IBM throws weight behind server-managed clients
Thick client bad, thin client bad?
To understand the logic behind IBM's latest strategy announcement - centering on the concept of server-managed clients - you've first got to look at the downside of both thick and thin clients.
Thick clients are bad because of the challenges with distributing code, the high cost, both to IT and the end-user, of management and maintenance, and the fact that the solution is limited to PCs.
Thin clients are bad because they do not provide the rich user experience that can be developed on a thick client. Add to this conundrum the fact that more and more business users will want to move between different client types during a working day - high specification desk top in the office, tablet in the client, voice activated PDA in the car...

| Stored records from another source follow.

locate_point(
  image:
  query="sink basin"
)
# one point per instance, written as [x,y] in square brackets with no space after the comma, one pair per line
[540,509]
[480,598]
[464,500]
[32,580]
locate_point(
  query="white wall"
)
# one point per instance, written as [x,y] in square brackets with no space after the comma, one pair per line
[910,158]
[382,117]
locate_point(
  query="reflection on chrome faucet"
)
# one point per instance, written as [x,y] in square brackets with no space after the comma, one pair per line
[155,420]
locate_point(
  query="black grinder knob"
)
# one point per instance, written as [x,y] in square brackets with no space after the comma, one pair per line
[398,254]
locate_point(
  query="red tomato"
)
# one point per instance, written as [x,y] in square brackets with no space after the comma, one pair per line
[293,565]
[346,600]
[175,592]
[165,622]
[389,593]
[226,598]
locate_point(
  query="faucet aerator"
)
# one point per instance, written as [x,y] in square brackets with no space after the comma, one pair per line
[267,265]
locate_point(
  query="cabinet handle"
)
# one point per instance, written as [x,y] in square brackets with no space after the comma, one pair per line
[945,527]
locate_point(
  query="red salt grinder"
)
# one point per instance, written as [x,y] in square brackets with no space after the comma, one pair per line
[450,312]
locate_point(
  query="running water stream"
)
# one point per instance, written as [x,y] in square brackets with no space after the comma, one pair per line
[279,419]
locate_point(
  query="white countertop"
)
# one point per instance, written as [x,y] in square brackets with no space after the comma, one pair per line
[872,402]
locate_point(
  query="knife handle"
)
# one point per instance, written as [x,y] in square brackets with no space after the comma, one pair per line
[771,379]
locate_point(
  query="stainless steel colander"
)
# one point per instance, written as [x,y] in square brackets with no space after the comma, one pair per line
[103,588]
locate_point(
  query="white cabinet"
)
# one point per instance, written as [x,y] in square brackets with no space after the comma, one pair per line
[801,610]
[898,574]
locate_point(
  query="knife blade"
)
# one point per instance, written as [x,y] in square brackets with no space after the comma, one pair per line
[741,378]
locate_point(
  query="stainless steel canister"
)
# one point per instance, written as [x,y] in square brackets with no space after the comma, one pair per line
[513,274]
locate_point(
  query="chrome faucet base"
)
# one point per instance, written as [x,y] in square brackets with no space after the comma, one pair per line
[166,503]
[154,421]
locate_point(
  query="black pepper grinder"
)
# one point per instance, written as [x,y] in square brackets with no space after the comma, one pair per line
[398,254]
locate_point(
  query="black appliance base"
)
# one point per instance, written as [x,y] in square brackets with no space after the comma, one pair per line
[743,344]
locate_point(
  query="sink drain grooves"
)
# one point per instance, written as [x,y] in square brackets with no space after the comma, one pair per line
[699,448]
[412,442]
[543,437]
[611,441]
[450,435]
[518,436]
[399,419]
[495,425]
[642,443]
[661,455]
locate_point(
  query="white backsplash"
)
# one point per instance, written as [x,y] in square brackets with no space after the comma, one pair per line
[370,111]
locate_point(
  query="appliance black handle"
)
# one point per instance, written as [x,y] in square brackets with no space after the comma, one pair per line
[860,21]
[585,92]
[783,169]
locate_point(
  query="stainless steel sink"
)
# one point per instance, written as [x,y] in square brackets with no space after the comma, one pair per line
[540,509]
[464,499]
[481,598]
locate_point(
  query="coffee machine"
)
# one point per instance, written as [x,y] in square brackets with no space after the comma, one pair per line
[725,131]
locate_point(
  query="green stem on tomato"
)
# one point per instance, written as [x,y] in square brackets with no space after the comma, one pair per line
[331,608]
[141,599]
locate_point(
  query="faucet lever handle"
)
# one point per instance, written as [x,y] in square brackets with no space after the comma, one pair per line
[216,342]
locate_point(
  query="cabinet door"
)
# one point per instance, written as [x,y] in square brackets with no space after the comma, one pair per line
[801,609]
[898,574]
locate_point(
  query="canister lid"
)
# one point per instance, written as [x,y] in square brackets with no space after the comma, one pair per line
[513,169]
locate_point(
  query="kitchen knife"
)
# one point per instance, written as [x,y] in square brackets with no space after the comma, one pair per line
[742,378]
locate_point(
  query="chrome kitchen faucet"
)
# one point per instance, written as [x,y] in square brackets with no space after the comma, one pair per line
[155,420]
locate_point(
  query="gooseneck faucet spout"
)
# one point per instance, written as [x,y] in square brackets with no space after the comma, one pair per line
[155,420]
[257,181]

Key to IBM's server-managed clients concept is the idea being that any application, data, user interface, transaction or message on the client can be managed from the server. This means that the user does not have to worry about anything but their business problems. Data created on the client will automatically be synchronised with a copy at the server. Applications can run in the client or the server depending on the form of the client and the type of connection. The application and data will be provisioned when needed (on demand). All of this with the TCO profile of a thin client.
It is an appealing vision: TCO of thin client, richness of the thick client and flexibility to run across any client. Can IBM deliver on the vision? It has a strategy for doing so, backed with products to drive the process.
The company recently announced WebSphere Studio 5.1.2 which provides support for three new Java specifications: Java Server Faces, Service Data Objects and Portal Tools. All of which assist the development of rich function on a thin client, for example they can include dynamic graphs that reflect changes put in by the user without having to round trip to the server.
To accompany the strategy, IBM has announced new versions of Workplace Client, Rich Edition to support a thick client PC, and Workplace Client, Micro Edition to support a variety of small forms factor devices.
The rich edition provides the support for dynamic provisioning, data synchronisation, and a set of component such as calendaring and a word processing editor. Together they should supply a productive workplace for the user, which can be used on any thick client operating system, Windows, Linux and even Mac/OS.
The micro edition provides support for micro version of the database, transaction and messaging across 20+ operating environments. This is a fascinating announcement because it has to be seen as IBM going head-to-head with Microsoft to win the corporate user interface. For the enterprises who buy into IBM's strategy, Microsoft will become the supplier of one of the possible operating systems, and a supplier of some productivity applications.
I expect to see more initiatives from the Java community this year which will directly take on Microsoft and provide an open alternative. Microsoft and the .NET community will react. So let battle commence.